# AHA-WAM：异步视界自适应世界-动作建模

- 来源：HuggingFace Daily Papers（社区热门论文）
- 发布时间：2026-06-08 08:00
- AIHOT 分数：68
- AIHOT 链接：https://aihot.virxact.com/items/cmq687vre062lsl5i35c054p6
- 原文链接：https://arxiv.org/abs/2606.09811

## AI 摘要

提出AHA-WAM，基于双扩散Transformer（DiT）架构，将视频DiT作为低频世界规划器，维护滚动键值记忆编码长程场景演化；高频动作DiT通过分层联合注意力查询上下文，在闭环中执行短动作块。引入视界自适应偏移训练与观测引导视频上下文路由（OVCR），使动作专家无需重新运行视频DiT即可利用长程世界上下文并保持对实时状态的响应。在RoboTwin基准上平均成功率达92.80%，4项真实世界任务平均成功率78.3%，闭环控制频率24.17 Hz，相比Fast-WAM加速4.59倍，无需任何机器人数据预训练。

## 正文

World-action models have emerged as a promising paradigm for robot manipulation, jointly modeling visual scene dynamics and actions to inject physical priors into policy learning. However, existing world-action models couple world prediction and action execution at the same temporal resolution, forcing the world branch to model near-term frame variations that are redundant and weakly informative. We posit that strictly binding world prediction and action execution to the same temporal rhythm may underutilize the potential of the video branch for embodied control. Therefore, we propose AHA-WAM, an Asynchronous Horizon-Adaptive World-Action Model built on a dual Diffusion Transformer (DiT) architecture that reorganizes world-action modeling around this temporal asymmetry. AHA-WAM instantiates the video DiT as a low-frequency world planner that maintains rolling key-value memory over past observations and exposes reusable layerwise latent context encoding long-horizon scene evolution, while a high-frequency action DiT executes short action chunks in closed loop by querying this context through layerwise joint attention.

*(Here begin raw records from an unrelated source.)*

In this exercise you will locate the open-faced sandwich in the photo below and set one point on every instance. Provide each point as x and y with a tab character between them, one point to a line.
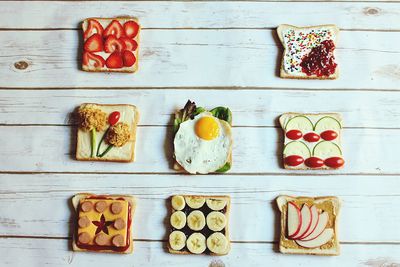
203	139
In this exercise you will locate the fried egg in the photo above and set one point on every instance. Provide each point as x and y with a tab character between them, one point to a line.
203	145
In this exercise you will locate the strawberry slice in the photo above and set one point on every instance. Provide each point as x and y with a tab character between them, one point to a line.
131	29
114	28
90	59
128	58
94	43
114	61
129	43
113	44
93	27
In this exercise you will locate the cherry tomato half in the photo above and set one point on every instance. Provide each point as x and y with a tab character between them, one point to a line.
294	134
311	137
334	162
114	118
294	160
314	162
329	135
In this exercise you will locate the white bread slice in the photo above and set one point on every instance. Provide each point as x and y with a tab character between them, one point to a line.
75	203
104	22
333	205
314	117
298	74
126	153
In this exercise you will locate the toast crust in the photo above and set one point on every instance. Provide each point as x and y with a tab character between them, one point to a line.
132	139
303	76
332	204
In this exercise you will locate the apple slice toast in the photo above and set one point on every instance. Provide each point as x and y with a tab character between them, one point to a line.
309	225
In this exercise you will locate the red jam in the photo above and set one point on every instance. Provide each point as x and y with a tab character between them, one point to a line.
320	61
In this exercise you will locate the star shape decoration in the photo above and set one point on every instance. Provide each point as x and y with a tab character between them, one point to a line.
102	225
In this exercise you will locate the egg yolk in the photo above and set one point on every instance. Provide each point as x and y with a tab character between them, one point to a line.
207	128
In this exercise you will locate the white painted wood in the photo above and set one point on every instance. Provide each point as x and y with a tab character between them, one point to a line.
47	252
196	58
38	205
183	14
249	107
255	150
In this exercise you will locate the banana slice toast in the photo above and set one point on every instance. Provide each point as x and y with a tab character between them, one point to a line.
309	225
199	225
103	223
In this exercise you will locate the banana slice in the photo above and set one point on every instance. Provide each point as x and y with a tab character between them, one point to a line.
196	243
178	202
196	220
195	202
177	240
178	219
216	221
216	203
218	243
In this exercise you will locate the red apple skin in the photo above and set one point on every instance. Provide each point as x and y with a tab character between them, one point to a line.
300	219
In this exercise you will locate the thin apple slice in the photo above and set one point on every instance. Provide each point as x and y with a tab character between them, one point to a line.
322	239
323	221
314	223
294	219
306	219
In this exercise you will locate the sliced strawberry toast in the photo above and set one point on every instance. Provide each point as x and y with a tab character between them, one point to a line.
110	44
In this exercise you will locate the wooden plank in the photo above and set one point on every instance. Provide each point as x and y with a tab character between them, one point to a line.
195	58
255	150
48	252
255	108
38	205
167	14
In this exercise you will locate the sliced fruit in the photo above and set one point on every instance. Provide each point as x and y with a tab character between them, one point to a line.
322	222
195	202
301	123
196	243
131	29
216	221
128	58
218	243
130	44
327	123
113	44
322	239
178	219
315	220
93	27
296	148
306	220
114	61
90	59
294	219
177	240
326	149
216	203
114	28
196	220
178	202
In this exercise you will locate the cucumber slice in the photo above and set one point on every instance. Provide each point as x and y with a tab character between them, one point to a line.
328	123
326	149
301	123
297	148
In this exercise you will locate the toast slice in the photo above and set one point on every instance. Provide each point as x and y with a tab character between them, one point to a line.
312	141
202	219
104	223
104	36
298	44
320	237
98	115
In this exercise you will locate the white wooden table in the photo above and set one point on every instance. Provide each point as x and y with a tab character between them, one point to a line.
215	53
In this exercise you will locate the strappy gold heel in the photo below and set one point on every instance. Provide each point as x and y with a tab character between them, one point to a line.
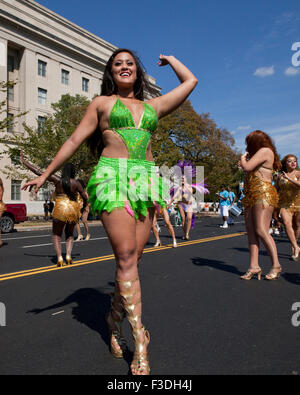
249	274
60	261
69	260
295	257
117	341
140	362
273	274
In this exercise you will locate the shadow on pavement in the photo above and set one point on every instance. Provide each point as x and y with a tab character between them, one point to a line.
91	309
220	265
293	278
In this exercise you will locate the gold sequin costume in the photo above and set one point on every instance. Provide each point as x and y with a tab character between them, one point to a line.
258	191
2	208
66	210
289	196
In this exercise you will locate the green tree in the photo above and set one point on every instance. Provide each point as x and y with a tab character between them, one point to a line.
40	144
185	134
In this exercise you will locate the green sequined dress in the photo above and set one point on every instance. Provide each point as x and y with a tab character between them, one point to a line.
131	183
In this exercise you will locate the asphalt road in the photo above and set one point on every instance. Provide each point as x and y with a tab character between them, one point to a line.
203	319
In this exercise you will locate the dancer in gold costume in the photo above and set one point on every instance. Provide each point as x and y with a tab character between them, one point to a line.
166	217
84	212
289	201
259	163
2	207
66	211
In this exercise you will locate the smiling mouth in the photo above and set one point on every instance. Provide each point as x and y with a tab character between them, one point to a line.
125	74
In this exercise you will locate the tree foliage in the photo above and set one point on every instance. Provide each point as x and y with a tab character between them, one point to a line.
185	134
40	145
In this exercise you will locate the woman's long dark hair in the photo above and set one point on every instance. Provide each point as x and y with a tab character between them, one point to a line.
109	88
284	160
68	172
257	140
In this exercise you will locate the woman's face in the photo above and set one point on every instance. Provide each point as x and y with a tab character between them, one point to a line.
291	163
124	70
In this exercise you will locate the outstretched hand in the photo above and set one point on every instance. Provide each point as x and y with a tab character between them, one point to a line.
163	60
37	182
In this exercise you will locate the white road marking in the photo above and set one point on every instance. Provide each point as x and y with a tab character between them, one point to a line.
58	312
63	242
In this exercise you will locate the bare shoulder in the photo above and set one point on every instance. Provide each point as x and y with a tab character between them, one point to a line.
266	153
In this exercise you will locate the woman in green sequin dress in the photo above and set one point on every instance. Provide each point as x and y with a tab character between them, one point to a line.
124	186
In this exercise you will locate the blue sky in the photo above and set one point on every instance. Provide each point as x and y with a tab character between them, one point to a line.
240	51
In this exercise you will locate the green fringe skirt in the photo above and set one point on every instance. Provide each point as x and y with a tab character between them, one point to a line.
133	184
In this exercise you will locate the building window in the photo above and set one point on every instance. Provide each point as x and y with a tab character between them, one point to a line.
42	68
41	124
15	160
42	96
65	77
85	84
15	190
10	123
10	93
10	63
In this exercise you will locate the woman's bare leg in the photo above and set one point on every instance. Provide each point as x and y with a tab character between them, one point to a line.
262	217
188	222
154	228
78	230
253	241
1	242
69	230
125	235
297	225
182	214
57	231
84	220
288	223
168	224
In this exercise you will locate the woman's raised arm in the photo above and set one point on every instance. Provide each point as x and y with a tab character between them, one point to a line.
168	102
86	127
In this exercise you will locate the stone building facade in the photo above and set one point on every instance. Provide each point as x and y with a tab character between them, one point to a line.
47	56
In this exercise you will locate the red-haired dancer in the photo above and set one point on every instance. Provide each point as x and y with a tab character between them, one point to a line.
289	201
259	163
2	206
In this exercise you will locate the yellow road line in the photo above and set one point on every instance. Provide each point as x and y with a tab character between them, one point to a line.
45	269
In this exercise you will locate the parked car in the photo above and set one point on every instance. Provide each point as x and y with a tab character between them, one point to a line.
14	214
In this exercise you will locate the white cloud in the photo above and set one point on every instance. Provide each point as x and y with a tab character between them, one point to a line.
286	138
264	71
290	71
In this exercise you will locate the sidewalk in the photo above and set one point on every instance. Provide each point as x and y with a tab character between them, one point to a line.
36	225
42	224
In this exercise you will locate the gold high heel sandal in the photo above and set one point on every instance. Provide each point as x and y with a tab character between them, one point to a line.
140	362
249	274
117	341
60	261
69	260
273	274
295	257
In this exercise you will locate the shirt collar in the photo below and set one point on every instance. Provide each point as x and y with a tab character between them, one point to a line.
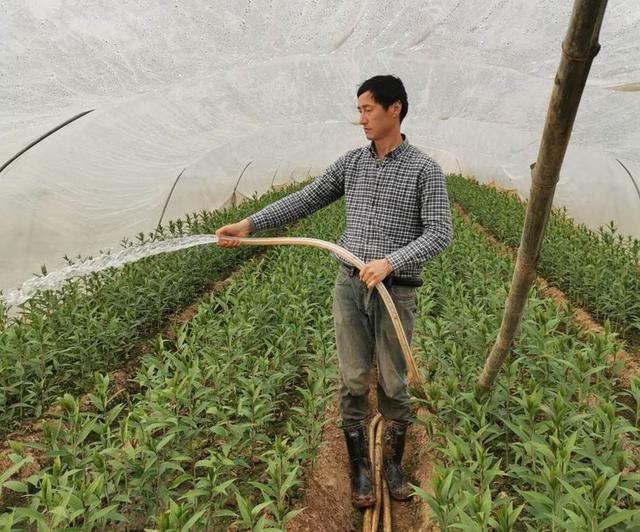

To support asynchronous execution, we introduce horizon-adaptive offset training and Observation-Guided Video-Context Routing (OVCR), which together let the action expert exploit long-horizon world context while remaining responsive to real-time execution state without rerunning the video DiT. Experiments on RoboTwin and real-world manipulation tasks show that AHA-WAM achieves state-of-the-art performance without any robot-data pretraining, attaining 92.80% average success on RoboTwin and 78.3% success across 4 real-world tasks, while reaching 24.17 Hz closed-loop control with a 4.59x speedup over Fast-WAM.